霊感商法、民事事件で解散命令可能に 19日午前の予算委員会、首相が旧統一教会巡り驚きの答弁
きょう19日から始まった参議院予算委員会の午前中の答弁で岸田文雄首相は、旧統一教会の解散命令請求をめぐる昨日までの答弁を突然、変更した。岸田首相はこれまで、解散命令請求の要件に民法違反は該当しないと一貫して主張していたが、この日、政府見解として180度解釈を改めた。

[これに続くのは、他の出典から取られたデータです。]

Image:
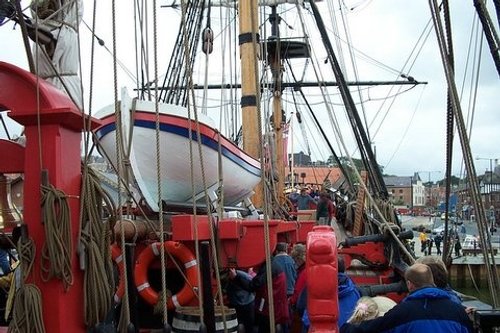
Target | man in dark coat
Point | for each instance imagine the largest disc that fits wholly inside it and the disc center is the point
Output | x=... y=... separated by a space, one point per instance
x=425 y=309
x=259 y=286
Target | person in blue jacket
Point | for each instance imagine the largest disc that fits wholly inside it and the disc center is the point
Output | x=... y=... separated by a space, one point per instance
x=347 y=292
x=425 y=309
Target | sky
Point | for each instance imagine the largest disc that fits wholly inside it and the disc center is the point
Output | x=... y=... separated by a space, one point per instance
x=408 y=133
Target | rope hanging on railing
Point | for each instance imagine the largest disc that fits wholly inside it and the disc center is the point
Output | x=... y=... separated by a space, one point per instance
x=95 y=241
x=57 y=255
x=27 y=313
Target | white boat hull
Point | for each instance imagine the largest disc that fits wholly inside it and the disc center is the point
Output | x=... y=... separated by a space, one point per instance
x=240 y=172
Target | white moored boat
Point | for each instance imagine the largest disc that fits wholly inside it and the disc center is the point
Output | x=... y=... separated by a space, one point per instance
x=241 y=173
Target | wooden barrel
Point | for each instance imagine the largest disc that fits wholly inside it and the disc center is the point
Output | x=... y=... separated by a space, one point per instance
x=187 y=320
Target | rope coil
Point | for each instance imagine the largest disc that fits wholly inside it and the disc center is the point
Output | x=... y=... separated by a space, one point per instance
x=56 y=251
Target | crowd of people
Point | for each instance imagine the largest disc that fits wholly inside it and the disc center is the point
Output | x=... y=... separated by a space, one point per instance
x=428 y=242
x=313 y=199
x=431 y=305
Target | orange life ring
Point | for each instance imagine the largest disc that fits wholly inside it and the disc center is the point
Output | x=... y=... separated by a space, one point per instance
x=116 y=255
x=180 y=252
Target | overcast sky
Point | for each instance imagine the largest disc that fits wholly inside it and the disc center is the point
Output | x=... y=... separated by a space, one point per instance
x=412 y=136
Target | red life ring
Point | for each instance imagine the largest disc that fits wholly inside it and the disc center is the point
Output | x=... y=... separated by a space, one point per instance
x=180 y=252
x=116 y=255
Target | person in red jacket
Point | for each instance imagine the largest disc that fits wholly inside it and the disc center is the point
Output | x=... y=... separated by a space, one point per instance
x=259 y=286
x=325 y=210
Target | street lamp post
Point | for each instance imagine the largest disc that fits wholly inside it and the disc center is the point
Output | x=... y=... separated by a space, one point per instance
x=491 y=209
x=491 y=176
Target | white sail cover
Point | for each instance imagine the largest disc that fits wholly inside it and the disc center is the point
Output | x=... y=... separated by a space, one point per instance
x=63 y=24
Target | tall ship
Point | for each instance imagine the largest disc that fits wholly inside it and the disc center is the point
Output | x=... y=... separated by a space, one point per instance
x=196 y=158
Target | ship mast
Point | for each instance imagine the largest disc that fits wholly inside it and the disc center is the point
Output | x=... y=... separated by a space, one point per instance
x=250 y=94
x=278 y=121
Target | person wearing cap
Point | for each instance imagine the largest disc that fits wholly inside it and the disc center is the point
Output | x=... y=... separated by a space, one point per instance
x=425 y=309
x=287 y=265
x=304 y=200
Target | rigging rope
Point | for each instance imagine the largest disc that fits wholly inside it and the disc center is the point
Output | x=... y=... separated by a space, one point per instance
x=27 y=313
x=493 y=278
x=95 y=240
x=57 y=253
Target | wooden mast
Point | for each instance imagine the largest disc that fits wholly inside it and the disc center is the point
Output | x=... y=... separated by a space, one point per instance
x=278 y=121
x=250 y=94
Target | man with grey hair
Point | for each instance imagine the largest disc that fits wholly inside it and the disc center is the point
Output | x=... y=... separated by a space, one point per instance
x=425 y=309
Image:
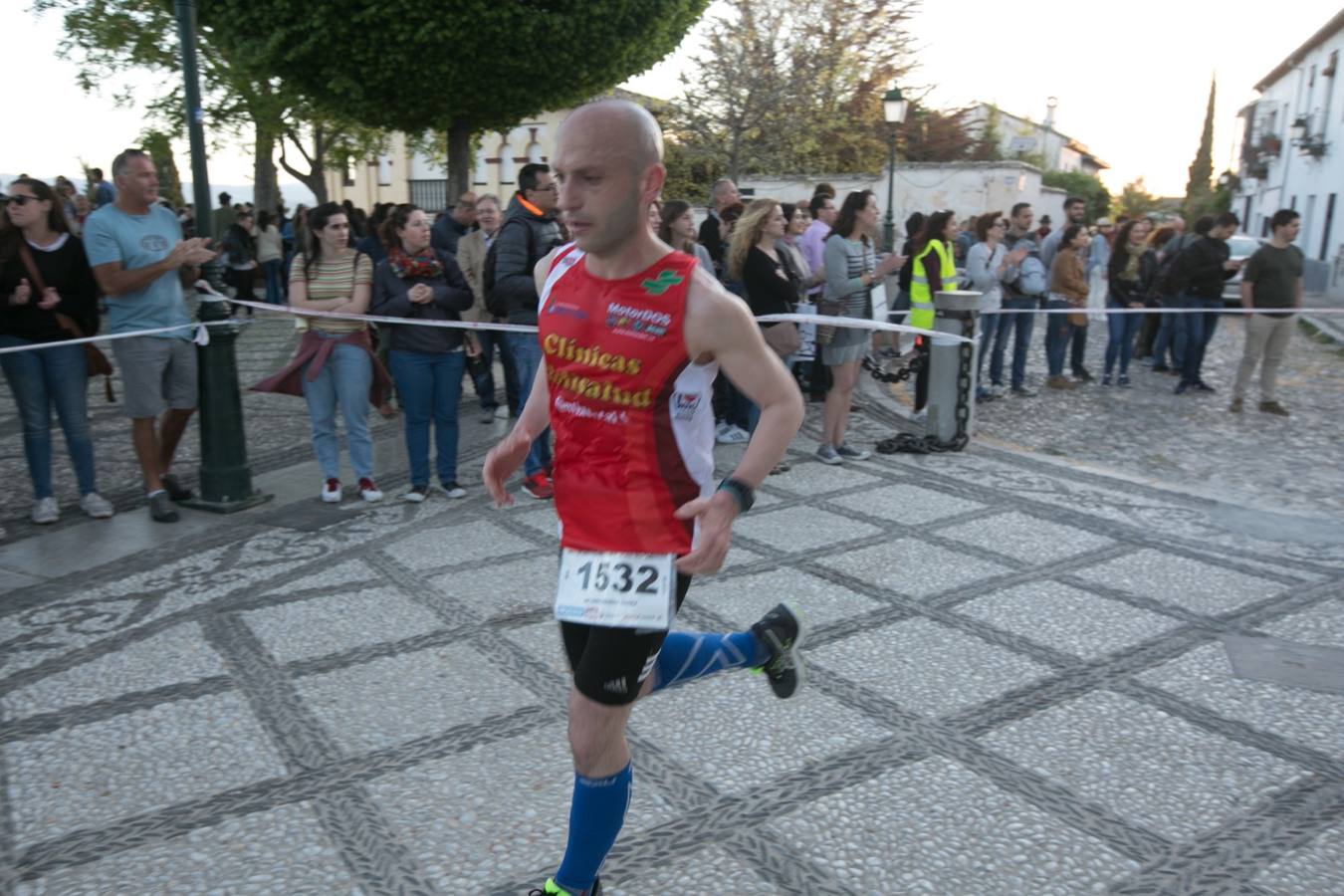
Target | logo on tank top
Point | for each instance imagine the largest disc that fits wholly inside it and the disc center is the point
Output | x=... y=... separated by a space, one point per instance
x=640 y=323
x=665 y=280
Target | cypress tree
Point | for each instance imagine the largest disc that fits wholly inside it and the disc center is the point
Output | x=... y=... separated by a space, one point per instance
x=1202 y=169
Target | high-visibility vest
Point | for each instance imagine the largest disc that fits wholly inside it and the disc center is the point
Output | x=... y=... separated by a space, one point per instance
x=921 y=299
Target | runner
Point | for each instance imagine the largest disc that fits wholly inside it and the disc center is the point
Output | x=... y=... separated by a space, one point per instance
x=633 y=335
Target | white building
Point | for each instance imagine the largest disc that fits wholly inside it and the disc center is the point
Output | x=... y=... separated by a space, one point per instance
x=965 y=187
x=1290 y=154
x=1025 y=140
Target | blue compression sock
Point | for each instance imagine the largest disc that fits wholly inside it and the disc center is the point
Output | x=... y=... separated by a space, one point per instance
x=595 y=818
x=687 y=656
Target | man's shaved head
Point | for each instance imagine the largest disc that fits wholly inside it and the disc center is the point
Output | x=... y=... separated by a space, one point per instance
x=624 y=125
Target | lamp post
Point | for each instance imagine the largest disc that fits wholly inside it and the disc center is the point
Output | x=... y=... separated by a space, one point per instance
x=225 y=474
x=894 y=113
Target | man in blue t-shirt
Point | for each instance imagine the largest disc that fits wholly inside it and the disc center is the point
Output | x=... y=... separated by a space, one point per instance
x=141 y=264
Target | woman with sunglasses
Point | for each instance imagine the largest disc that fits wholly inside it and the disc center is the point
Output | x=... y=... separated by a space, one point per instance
x=47 y=295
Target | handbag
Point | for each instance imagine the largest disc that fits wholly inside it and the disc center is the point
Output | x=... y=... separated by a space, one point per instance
x=783 y=337
x=95 y=358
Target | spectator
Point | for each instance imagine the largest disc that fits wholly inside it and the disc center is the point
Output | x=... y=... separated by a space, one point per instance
x=47 y=295
x=472 y=251
x=756 y=258
x=1075 y=212
x=460 y=220
x=934 y=270
x=1067 y=291
x=676 y=229
x=241 y=258
x=1018 y=296
x=1171 y=328
x=1202 y=269
x=987 y=266
x=527 y=234
x=852 y=268
x=1271 y=287
x=222 y=218
x=723 y=193
x=812 y=243
x=421 y=283
x=334 y=364
x=271 y=257
x=1132 y=273
x=100 y=191
x=141 y=265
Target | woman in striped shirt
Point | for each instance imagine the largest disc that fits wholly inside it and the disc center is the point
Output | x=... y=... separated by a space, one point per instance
x=335 y=364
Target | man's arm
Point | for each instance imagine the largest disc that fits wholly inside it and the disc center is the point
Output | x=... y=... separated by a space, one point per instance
x=719 y=326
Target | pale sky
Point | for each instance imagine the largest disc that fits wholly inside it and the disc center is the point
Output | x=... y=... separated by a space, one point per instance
x=1131 y=81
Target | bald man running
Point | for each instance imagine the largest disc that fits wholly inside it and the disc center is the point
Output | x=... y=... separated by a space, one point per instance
x=633 y=335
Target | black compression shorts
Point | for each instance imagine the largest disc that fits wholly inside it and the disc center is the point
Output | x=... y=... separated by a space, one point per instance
x=610 y=664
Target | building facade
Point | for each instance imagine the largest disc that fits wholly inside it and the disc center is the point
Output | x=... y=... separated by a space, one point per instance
x=1290 y=148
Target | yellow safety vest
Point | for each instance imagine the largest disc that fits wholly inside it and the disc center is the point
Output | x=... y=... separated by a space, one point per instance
x=921 y=299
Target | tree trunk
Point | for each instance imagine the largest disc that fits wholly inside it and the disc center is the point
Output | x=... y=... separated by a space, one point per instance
x=265 y=184
x=459 y=160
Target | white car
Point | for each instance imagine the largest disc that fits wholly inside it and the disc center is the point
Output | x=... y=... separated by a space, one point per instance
x=1242 y=247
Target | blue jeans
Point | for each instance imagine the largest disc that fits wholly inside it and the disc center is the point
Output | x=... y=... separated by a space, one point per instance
x=1171 y=335
x=527 y=360
x=1199 y=332
x=344 y=380
x=484 y=381
x=1122 y=330
x=275 y=287
x=38 y=380
x=1020 y=324
x=429 y=385
x=1058 y=332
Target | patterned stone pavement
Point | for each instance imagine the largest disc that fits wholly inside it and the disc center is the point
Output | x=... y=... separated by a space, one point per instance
x=1016 y=687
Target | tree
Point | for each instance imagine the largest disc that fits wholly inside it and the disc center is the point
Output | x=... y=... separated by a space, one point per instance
x=541 y=57
x=111 y=37
x=1198 y=199
x=1135 y=200
x=1087 y=187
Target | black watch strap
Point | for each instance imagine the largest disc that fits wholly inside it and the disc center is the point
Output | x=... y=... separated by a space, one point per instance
x=741 y=492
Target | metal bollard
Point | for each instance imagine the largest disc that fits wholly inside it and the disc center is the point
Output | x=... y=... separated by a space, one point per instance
x=952 y=368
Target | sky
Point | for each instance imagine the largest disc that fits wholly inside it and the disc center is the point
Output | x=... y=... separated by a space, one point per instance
x=1131 y=85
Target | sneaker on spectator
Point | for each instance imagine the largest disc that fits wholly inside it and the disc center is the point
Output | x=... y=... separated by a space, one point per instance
x=161 y=508
x=45 y=511
x=540 y=487
x=96 y=506
x=368 y=491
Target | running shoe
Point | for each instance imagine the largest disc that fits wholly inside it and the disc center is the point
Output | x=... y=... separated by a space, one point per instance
x=552 y=888
x=782 y=631
x=540 y=487
x=45 y=511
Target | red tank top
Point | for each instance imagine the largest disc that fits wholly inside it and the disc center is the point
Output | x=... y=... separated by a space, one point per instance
x=630 y=414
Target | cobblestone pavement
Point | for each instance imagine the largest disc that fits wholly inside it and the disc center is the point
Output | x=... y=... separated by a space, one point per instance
x=1016 y=687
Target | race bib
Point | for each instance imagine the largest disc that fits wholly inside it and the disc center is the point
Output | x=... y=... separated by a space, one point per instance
x=615 y=590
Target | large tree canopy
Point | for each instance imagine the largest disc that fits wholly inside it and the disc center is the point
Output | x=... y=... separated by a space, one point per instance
x=461 y=66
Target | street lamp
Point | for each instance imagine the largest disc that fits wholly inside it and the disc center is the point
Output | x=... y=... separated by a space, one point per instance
x=894 y=113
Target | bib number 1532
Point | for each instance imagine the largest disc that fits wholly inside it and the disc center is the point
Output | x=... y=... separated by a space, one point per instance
x=615 y=590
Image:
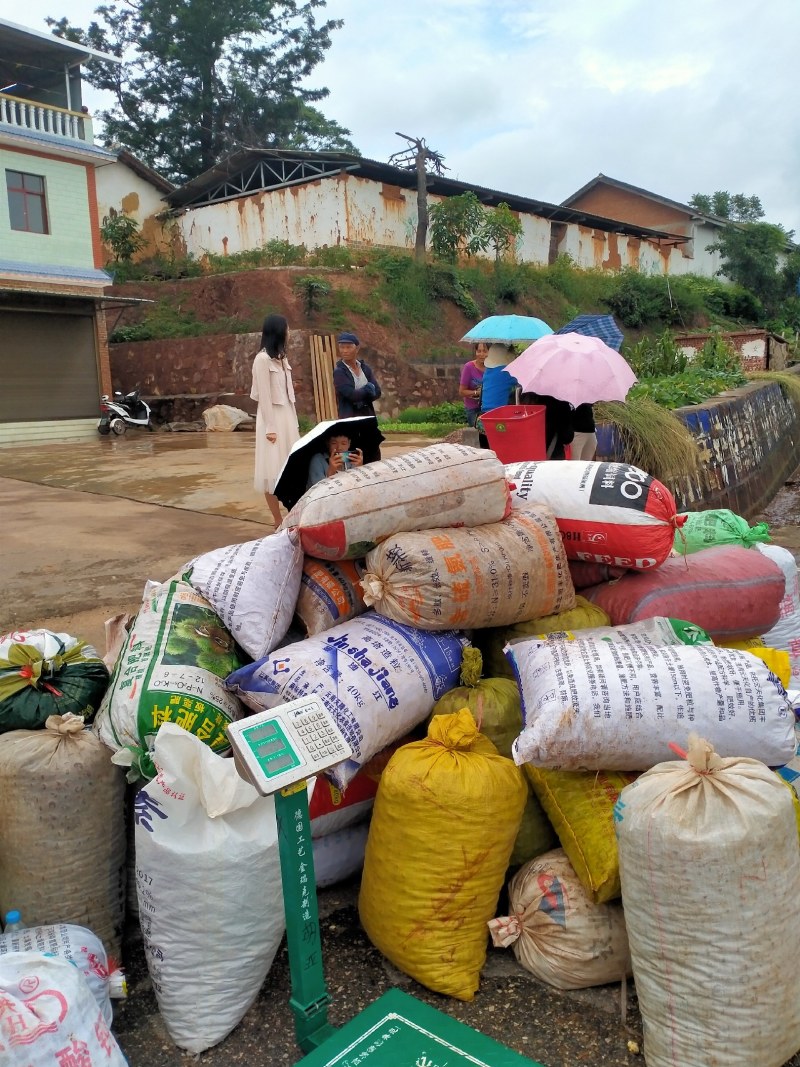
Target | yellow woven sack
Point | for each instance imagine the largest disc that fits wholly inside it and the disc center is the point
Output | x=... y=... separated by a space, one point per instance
x=584 y=616
x=579 y=805
x=497 y=710
x=445 y=819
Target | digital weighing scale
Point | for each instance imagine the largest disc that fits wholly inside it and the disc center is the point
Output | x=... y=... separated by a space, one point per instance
x=276 y=751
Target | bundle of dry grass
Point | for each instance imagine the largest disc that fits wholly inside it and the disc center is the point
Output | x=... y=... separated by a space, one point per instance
x=653 y=438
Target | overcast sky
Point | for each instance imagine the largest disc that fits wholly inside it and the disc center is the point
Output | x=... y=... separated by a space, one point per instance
x=538 y=97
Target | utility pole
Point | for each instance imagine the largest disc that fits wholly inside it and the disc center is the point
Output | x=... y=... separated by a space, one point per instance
x=416 y=157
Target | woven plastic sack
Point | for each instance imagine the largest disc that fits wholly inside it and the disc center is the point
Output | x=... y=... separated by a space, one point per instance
x=610 y=513
x=492 y=575
x=785 y=634
x=330 y=593
x=210 y=898
x=171 y=670
x=49 y=1017
x=497 y=711
x=76 y=944
x=444 y=824
x=557 y=933
x=729 y=591
x=704 y=529
x=252 y=587
x=601 y=705
x=62 y=811
x=579 y=805
x=342 y=518
x=492 y=642
x=710 y=876
x=43 y=673
x=378 y=679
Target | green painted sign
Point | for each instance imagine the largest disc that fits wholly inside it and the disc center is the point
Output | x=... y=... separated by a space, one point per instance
x=400 y=1031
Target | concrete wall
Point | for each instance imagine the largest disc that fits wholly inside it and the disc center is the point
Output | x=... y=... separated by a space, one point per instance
x=356 y=211
x=750 y=440
x=122 y=189
x=186 y=376
x=68 y=243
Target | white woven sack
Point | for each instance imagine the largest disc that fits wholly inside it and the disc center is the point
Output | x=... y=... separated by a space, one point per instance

立憲民主党の小西洋之委員の求めに応じて答弁に立った岸田首相は、これまでの解釈について「関係省庁を集めて議論を行い、政府としての考え方を整理した結果、東京高等裁判所の決定はオウム真理教に対する解散命令という個別事案に沿って出されたもの。一方、旧統一教会については、法人自身の組織的な不法行為を認めた民事判決があることに加えて、法務省の合同電話相談窓口に多くの相談が寄せられ、中には法テラスや警察などに照会されていることを踏まえて、報告聴取・質問権の行使のあり方について詰めの作業を行っているところ。よって政府としては、これらの事実関係を十分分析した上、東京高裁に示されている内容を参考に、行為の組織性や悪質性、継続性などが認められ、宗教法人法に定める法令に違反して著しく公共の福祉を害すると明らかに認められる行為、または宗教団体の目的を著しく逸脱した行為をしたと考えられる場合には、個別事案に応じて、解散命令の請求について判断すべきであると考えている」とし、以上の要件に該当する場合は「民法の不法行為も入り得る」と、解釈変更を明らかにした。
したがって今後、旧統一教会の違法行為を有罪とした民事訴訟の判決に基づき、世界平和統一家庭連合に解散命令を出す可能性が生まれた。
これに対して小西委員は、「朝令暮改にもほどがある」、「統一教会の守護神と言おうと思っていたが、首相本来の姿に戻ってきた」などと皮肉を並べた。